# Motor ????



## Kroll (May 13, 2013)

Guys awhile back I purchase a Sears lathe (101.28900) at an estate sale.It had been setting for several yrs(who knows how long) but I was told that it was single phase and not 3phase which it has no capacitor and no motor plate saying what hp,rpms or voltage or a spot what there may have been a label aat one time,no holes or rivits nothing.It had a male cord cap that was 120volts,had a drum switch that was off/for/rev.Now the wires were cut short bout 5" long but they are label as follows P1,P2 T2,T3,T4,T5,T8 does this make sense and I did double check making sure my eyes were not deceving me.
Does anyone have any ideals on this motor such as hp and I imagine 1725rpms but how to wire it?I just don't know---kroll


----------



## JohnAspinall (May 13, 2013)

Kroll -
 Those are standard markings, your eyes are working fine.

 See http://www.naemotors.com/wp-content/uploads/2011/08/Single-Phase1.pdf which I recently posted on this thread:
http://www.hobby-machinist.com/show...e-reversing-old-GE-motor-please-help-confused!

  - John


----------



## twstoerzinger (May 13, 2013)

The only thing I can say for sure is that P1 and P2 go to in internal thermal overload protector.
Are you sure there is not a T1?
If there were a T1, then this motor would appear to be a dual voltage, single phase motor where T1 and T2 is one of the run windings and T3 and T4 is the other. Depending on how you connect them gives you a high / low voltage connection such as 240 / 120 vac.
Since there is only T5 and T8 (and no T6 or T7) it appears to indicate that there is a single start winding which is in series with the capacitor and the starting switch.
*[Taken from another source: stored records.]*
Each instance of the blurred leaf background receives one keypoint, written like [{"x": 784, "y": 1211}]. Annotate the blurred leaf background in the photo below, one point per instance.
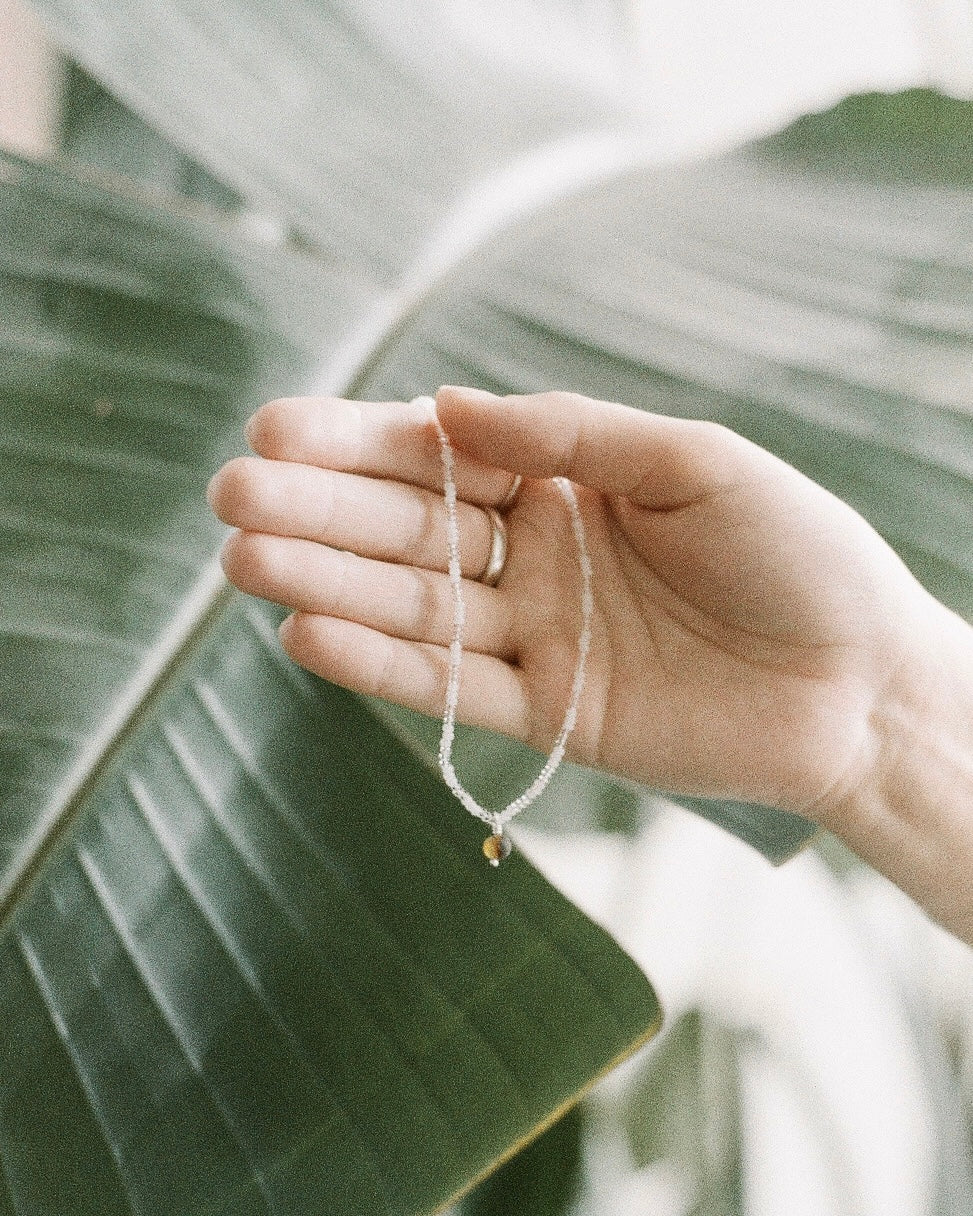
[{"x": 373, "y": 200}]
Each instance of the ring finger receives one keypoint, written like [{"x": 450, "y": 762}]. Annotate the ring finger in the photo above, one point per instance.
[
  {"x": 386, "y": 521},
  {"x": 400, "y": 601}
]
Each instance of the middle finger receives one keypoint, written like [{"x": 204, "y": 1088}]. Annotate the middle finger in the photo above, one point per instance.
[{"x": 387, "y": 521}]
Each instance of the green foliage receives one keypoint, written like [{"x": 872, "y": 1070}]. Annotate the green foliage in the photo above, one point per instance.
[{"x": 252, "y": 961}]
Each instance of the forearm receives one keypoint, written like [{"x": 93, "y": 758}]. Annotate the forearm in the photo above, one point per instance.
[{"x": 912, "y": 820}]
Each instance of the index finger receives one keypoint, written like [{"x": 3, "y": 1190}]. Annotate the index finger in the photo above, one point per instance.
[{"x": 395, "y": 440}]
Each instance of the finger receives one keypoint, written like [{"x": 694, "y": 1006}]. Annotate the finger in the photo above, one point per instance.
[
  {"x": 657, "y": 461},
  {"x": 381, "y": 439},
  {"x": 411, "y": 674},
  {"x": 386, "y": 521},
  {"x": 400, "y": 601}
]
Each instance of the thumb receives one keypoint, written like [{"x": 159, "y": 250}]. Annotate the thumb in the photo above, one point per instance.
[{"x": 657, "y": 461}]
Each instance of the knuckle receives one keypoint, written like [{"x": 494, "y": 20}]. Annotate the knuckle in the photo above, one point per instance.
[
  {"x": 252, "y": 559},
  {"x": 236, "y": 487},
  {"x": 418, "y": 604},
  {"x": 270, "y": 429},
  {"x": 417, "y": 533}
]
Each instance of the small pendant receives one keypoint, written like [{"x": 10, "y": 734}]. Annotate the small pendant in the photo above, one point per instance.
[{"x": 496, "y": 848}]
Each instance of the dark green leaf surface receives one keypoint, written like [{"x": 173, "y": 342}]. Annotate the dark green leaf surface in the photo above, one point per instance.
[
  {"x": 133, "y": 343},
  {"x": 541, "y": 1181},
  {"x": 685, "y": 1108},
  {"x": 253, "y": 961},
  {"x": 780, "y": 291}
]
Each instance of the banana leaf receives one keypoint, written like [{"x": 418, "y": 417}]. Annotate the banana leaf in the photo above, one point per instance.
[{"x": 252, "y": 958}]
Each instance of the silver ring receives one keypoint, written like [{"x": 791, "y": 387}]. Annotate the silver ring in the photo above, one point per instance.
[
  {"x": 510, "y": 497},
  {"x": 498, "y": 558}
]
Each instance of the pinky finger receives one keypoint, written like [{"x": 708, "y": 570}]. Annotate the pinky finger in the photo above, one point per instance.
[{"x": 411, "y": 674}]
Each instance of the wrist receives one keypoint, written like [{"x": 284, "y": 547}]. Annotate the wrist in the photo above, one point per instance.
[{"x": 911, "y": 814}]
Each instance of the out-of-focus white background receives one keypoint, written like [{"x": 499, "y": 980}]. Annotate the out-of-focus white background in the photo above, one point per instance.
[
  {"x": 850, "y": 995},
  {"x": 701, "y": 74}
]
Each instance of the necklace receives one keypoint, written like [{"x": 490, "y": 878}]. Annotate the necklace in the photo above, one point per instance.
[{"x": 498, "y": 845}]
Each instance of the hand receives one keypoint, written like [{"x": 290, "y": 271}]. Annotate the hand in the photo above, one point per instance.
[{"x": 747, "y": 626}]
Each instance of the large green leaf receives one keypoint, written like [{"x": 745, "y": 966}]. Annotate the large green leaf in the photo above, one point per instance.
[
  {"x": 821, "y": 309},
  {"x": 337, "y": 117},
  {"x": 252, "y": 958}
]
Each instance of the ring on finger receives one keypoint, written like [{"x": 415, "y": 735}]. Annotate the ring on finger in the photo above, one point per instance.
[{"x": 498, "y": 558}]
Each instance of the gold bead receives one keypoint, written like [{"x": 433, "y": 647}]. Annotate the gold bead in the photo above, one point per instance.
[{"x": 496, "y": 848}]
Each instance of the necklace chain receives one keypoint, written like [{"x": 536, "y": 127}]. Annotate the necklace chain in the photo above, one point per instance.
[{"x": 498, "y": 820}]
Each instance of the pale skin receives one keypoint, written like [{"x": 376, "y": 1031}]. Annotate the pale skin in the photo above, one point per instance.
[{"x": 753, "y": 636}]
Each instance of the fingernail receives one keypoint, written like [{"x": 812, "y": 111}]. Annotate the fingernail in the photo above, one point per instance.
[{"x": 473, "y": 394}]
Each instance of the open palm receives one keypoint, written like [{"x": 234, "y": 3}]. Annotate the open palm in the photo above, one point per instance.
[{"x": 746, "y": 620}]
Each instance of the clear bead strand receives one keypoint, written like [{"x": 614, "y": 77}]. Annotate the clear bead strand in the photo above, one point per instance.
[{"x": 499, "y": 818}]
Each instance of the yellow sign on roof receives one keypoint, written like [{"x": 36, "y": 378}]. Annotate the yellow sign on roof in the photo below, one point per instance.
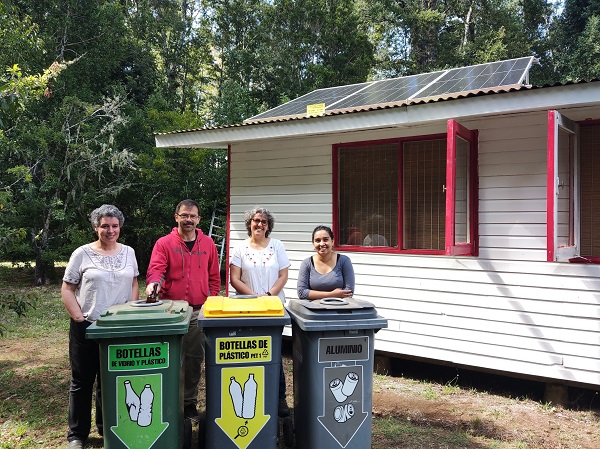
[
  {"x": 313, "y": 110},
  {"x": 224, "y": 307}
]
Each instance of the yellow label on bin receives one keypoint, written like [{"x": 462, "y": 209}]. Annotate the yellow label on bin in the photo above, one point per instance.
[
  {"x": 223, "y": 307},
  {"x": 243, "y": 349}
]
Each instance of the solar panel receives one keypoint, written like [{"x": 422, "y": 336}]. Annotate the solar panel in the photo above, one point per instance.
[
  {"x": 298, "y": 106},
  {"x": 395, "y": 90},
  {"x": 387, "y": 91},
  {"x": 482, "y": 76}
]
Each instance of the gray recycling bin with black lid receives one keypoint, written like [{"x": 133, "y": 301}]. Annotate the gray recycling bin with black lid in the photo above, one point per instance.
[{"x": 333, "y": 353}]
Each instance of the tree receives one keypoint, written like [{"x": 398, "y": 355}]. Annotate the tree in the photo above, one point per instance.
[{"x": 576, "y": 41}]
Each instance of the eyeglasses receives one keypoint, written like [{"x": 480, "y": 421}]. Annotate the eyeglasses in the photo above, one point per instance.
[{"x": 187, "y": 216}]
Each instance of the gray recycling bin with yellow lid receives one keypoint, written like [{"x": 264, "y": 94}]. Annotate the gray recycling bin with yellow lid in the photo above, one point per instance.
[
  {"x": 242, "y": 362},
  {"x": 141, "y": 375},
  {"x": 333, "y": 353}
]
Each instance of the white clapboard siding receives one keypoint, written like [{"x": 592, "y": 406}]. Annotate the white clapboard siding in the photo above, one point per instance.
[{"x": 506, "y": 309}]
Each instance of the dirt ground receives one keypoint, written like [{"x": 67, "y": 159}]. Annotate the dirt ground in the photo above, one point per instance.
[
  {"x": 508, "y": 416},
  {"x": 488, "y": 415}
]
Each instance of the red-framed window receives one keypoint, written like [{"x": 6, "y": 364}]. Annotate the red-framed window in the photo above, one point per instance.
[{"x": 410, "y": 195}]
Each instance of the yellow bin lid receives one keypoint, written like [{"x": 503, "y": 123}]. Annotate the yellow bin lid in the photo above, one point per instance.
[{"x": 242, "y": 306}]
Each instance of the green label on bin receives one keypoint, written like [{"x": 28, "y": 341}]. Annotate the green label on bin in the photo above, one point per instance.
[
  {"x": 138, "y": 357},
  {"x": 243, "y": 350},
  {"x": 139, "y": 410}
]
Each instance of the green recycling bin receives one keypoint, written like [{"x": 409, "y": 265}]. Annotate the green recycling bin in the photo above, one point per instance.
[
  {"x": 242, "y": 362},
  {"x": 141, "y": 375},
  {"x": 333, "y": 351}
]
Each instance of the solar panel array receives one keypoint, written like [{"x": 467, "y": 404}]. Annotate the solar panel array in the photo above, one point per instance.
[{"x": 463, "y": 79}]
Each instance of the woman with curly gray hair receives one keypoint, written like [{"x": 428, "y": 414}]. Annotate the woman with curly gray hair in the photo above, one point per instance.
[
  {"x": 259, "y": 266},
  {"x": 98, "y": 275}
]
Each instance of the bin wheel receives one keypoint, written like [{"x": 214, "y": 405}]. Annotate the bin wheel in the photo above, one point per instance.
[
  {"x": 201, "y": 431},
  {"x": 288, "y": 432},
  {"x": 187, "y": 433}
]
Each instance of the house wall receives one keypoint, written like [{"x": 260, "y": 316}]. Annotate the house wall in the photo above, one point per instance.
[{"x": 507, "y": 309}]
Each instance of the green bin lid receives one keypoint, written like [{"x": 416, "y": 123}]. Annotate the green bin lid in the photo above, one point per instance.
[
  {"x": 335, "y": 314},
  {"x": 137, "y": 318}
]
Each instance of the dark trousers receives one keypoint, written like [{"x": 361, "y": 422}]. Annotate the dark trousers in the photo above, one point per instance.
[{"x": 85, "y": 370}]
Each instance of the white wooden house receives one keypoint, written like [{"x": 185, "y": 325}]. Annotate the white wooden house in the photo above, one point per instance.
[{"x": 486, "y": 236}]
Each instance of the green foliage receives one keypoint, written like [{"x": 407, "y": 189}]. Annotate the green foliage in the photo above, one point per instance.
[
  {"x": 18, "y": 303},
  {"x": 79, "y": 132}
]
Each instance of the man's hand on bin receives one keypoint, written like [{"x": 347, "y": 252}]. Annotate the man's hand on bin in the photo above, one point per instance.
[{"x": 150, "y": 288}]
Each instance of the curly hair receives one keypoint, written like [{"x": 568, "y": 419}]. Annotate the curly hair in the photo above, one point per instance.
[
  {"x": 106, "y": 210},
  {"x": 249, "y": 214}
]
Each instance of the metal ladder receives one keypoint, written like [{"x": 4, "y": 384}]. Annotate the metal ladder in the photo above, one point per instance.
[{"x": 217, "y": 232}]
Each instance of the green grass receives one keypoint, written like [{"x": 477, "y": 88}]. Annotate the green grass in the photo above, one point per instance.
[{"x": 34, "y": 383}]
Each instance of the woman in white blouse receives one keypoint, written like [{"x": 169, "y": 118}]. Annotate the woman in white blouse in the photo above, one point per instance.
[
  {"x": 259, "y": 266},
  {"x": 98, "y": 275}
]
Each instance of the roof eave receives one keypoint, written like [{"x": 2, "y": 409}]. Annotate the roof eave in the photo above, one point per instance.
[{"x": 391, "y": 115}]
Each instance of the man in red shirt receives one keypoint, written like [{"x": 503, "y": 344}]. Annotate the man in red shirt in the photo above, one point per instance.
[{"x": 185, "y": 266}]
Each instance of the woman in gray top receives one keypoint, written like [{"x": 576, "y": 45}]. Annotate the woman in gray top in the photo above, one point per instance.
[
  {"x": 98, "y": 275},
  {"x": 326, "y": 274}
]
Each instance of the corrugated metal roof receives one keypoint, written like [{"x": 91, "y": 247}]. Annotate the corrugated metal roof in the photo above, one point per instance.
[{"x": 382, "y": 106}]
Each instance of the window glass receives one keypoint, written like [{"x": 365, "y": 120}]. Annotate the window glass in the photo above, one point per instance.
[
  {"x": 368, "y": 198},
  {"x": 590, "y": 190},
  {"x": 424, "y": 199}
]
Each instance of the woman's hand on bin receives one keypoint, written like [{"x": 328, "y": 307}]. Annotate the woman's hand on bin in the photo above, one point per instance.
[{"x": 150, "y": 288}]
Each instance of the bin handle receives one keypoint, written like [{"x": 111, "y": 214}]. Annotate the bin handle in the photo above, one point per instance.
[{"x": 333, "y": 302}]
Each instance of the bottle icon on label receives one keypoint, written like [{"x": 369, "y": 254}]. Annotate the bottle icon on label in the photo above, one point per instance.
[
  {"x": 235, "y": 391},
  {"x": 132, "y": 401},
  {"x": 350, "y": 384},
  {"x": 249, "y": 402},
  {"x": 146, "y": 400}
]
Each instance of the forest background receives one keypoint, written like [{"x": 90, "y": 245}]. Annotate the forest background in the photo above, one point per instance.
[{"x": 85, "y": 85}]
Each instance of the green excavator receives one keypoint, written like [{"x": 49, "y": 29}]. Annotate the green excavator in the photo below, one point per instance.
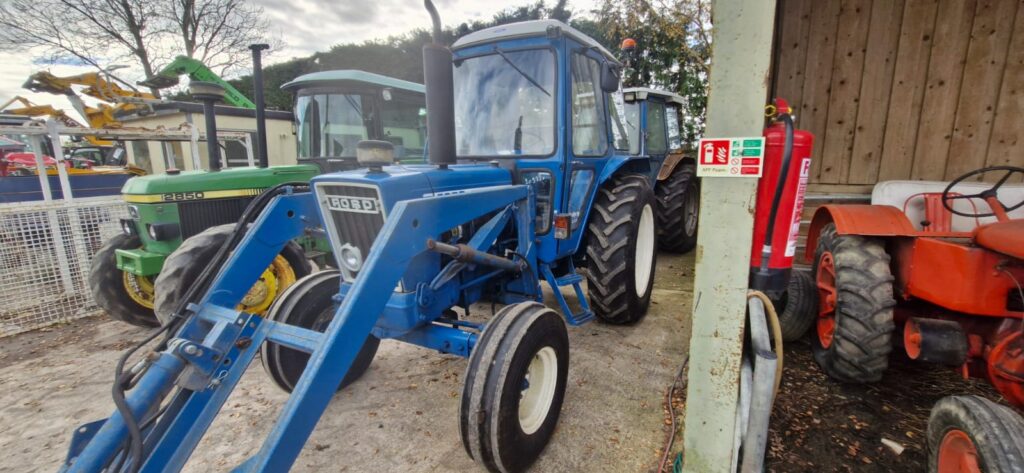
[{"x": 197, "y": 71}]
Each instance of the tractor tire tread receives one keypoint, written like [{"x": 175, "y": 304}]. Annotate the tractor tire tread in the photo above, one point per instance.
[
  {"x": 670, "y": 209},
  {"x": 864, "y": 326},
  {"x": 610, "y": 247}
]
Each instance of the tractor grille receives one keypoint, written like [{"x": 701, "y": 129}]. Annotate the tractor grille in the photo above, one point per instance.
[
  {"x": 197, "y": 216},
  {"x": 354, "y": 216}
]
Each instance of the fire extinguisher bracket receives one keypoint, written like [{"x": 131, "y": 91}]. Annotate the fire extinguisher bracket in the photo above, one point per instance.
[{"x": 735, "y": 157}]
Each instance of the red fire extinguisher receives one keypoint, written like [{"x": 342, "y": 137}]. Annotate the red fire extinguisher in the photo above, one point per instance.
[{"x": 780, "y": 201}]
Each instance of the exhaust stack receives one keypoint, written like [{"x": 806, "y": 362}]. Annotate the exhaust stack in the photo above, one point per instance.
[
  {"x": 209, "y": 93},
  {"x": 440, "y": 95},
  {"x": 260, "y": 104}
]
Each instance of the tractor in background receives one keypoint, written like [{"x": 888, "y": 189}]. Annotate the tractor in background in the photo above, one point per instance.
[
  {"x": 334, "y": 110},
  {"x": 651, "y": 118},
  {"x": 525, "y": 180},
  {"x": 937, "y": 269}
]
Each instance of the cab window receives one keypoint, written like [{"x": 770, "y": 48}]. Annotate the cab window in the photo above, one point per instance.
[
  {"x": 656, "y": 143},
  {"x": 590, "y": 135}
]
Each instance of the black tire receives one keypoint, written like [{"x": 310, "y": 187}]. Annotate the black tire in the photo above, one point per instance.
[
  {"x": 613, "y": 234},
  {"x": 859, "y": 348},
  {"x": 798, "y": 307},
  {"x": 183, "y": 266},
  {"x": 308, "y": 303},
  {"x": 489, "y": 414},
  {"x": 107, "y": 284},
  {"x": 678, "y": 200},
  {"x": 994, "y": 431}
]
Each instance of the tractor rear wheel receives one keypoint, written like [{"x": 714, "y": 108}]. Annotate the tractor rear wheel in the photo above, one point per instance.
[
  {"x": 514, "y": 387},
  {"x": 974, "y": 434},
  {"x": 621, "y": 250},
  {"x": 678, "y": 208},
  {"x": 183, "y": 266},
  {"x": 124, "y": 296},
  {"x": 309, "y": 304},
  {"x": 798, "y": 307},
  {"x": 855, "y": 306}
]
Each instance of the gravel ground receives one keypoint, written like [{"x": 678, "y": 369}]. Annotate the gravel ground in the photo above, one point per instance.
[{"x": 402, "y": 415}]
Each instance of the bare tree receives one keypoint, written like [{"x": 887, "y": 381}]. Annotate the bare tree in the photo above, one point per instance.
[
  {"x": 143, "y": 33},
  {"x": 217, "y": 32}
]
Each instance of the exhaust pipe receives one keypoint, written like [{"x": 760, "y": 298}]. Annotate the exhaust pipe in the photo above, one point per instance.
[
  {"x": 439, "y": 85},
  {"x": 209, "y": 93},
  {"x": 260, "y": 104}
]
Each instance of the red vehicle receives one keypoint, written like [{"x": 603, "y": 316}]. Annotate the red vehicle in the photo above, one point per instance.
[{"x": 946, "y": 295}]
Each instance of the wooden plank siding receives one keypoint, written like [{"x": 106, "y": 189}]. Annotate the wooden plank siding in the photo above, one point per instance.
[{"x": 903, "y": 89}]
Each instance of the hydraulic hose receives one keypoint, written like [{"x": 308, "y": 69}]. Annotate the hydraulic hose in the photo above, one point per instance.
[{"x": 766, "y": 249}]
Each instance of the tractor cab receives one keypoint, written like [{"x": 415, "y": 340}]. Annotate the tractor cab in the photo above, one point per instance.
[{"x": 336, "y": 110}]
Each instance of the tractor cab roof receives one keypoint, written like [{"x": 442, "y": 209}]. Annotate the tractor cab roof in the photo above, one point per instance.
[
  {"x": 351, "y": 77},
  {"x": 641, "y": 93},
  {"x": 527, "y": 30}
]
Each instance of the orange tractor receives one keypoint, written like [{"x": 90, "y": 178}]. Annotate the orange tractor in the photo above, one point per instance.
[{"x": 944, "y": 282}]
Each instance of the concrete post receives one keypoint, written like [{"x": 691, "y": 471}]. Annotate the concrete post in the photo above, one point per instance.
[{"x": 740, "y": 63}]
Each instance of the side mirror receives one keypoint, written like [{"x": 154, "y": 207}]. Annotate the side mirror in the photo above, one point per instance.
[{"x": 609, "y": 77}]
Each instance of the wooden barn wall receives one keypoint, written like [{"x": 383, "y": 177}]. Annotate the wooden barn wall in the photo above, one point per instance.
[{"x": 903, "y": 89}]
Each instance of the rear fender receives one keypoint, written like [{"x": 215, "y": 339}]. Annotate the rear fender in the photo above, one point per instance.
[
  {"x": 670, "y": 164},
  {"x": 867, "y": 220}
]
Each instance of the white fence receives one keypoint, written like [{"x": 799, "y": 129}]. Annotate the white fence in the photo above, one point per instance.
[{"x": 45, "y": 251}]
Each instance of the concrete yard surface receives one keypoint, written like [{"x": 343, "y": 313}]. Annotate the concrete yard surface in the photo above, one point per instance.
[{"x": 400, "y": 416}]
If this were a 6 lead 3 phase motor, I believe the leads would be 1,2,3,4,5,6.

We need one of the motor experts to jump in and confirm.

EDIT - I see that John has already posted a reply while I was writing this. Still a question on the T1 however.

Terry S.


----------



## rdhem2 (Jun 9, 2013)

Yes, there should be one more wire for a total of six plus p1/p2.  You Lads seem to be right on track.  To wire for 120v it would be T1(?), T3, T5, together and T2, T4, T8 together.  To reverse rotation, change five and eight.  Did them for many years that way and did not let out too much smoke.


----------